今回はちょっとロマンチック(?)な言葉、「騃女痴男(ái nǚ chī nán)」をご紹介します。この成語、どんな場面で使われると思いますか?
うーん……「女」と「男」が出てくるから恋愛っぽい?でも「騃」や「痴」ってちょっとバカっぽい意味じゃなかった?
するどいですね!「騃女痴男」は、文字通り読むと「愚かで純情な女の子」と「夢中なほど一途な男の子」を指します。つまり、恋に夢中になっている男女、あるいは恋愛に溺れて世間が見えていないような若者たちをやや感傷的に、でもからかい気味に描写する表現なんですよ。

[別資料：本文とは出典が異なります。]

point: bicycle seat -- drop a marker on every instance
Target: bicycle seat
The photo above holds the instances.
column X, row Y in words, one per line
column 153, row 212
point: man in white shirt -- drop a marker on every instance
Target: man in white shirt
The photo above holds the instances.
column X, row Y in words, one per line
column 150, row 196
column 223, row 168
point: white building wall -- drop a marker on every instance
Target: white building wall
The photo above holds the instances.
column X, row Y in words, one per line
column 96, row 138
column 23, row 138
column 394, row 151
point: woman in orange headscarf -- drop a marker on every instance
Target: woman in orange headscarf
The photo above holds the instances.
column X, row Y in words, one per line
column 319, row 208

完全な貶し言葉ではなく、時にはちょっと可愛げのあるニュアンスでも使われます。
例文1:春光明媚,引得騃女痴男在花下私语。(春の陽気に誘われて、恋に夢中な若者たちが花の下でささやき合っていた。)
例文2:古来多情易感,騃女痴男最难自持。(昔から恋に落ちやすい者は多いが、騃女痴男ほど自制が難しいものだ。)

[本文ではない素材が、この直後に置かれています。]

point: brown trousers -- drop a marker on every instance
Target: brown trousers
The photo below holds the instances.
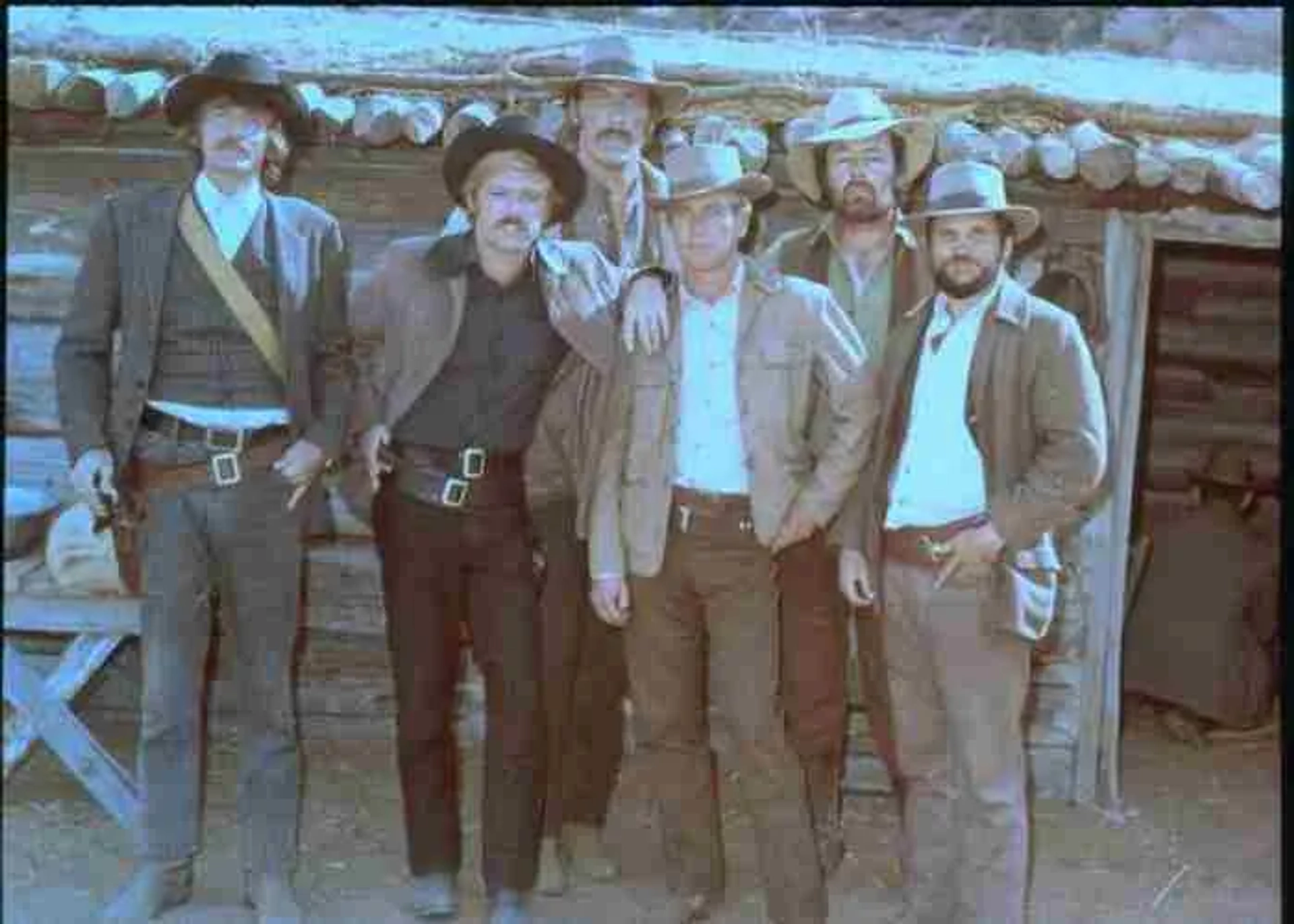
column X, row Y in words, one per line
column 815, row 656
column 958, row 693
column 711, row 617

たしかに、若い頃って恋に夢中になって周りが見えなくなることあるよね……。出典はどこから来てるの?
この成語は宋代の文学者、徐铉(じょ けん)の『新月賦』に登場します。「騃女痴男、朱颜稚齿……」という一節で、恋愛に耽る若者たちの様子を美しい春の情景とともに描いています。やや詩的な雰囲気もある言葉なんですよ。

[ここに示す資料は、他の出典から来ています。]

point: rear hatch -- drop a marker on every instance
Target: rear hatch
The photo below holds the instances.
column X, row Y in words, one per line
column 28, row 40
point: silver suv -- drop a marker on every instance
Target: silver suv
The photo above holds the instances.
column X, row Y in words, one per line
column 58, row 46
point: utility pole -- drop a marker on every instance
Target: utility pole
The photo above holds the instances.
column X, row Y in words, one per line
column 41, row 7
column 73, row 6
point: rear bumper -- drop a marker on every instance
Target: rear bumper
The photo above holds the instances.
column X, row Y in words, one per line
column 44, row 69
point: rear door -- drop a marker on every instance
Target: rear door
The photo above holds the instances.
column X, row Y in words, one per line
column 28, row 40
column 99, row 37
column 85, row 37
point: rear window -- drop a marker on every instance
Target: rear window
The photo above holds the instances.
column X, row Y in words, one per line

類義語としては、「騃女痴儿(ái nǚ chī ér)」があります。こちらもほぼ同じ意味で、男女の区別を少し曖昧にしている形です。
反対語として明確なものは少ないですが、あえて挙げるなら「理智冷静(lǐ zhì lěng jìng)=理性的で冷静な人」といった表現が対照的です。
日本語で近い表現としては、「恋は盲目」や「浮ついた恋心」、「思春期の恋」などが雰囲気的に似ています。からかい半分で「バカップル」と言う場合も、感情の温度感はちょっと近いかもしれませんね。
今回は「騃女痴男」という、恋に恋するような若者たちを描いた四字熟語をご紹介しました。誰にでもそんな時期、ありましたよね。それでは、また!!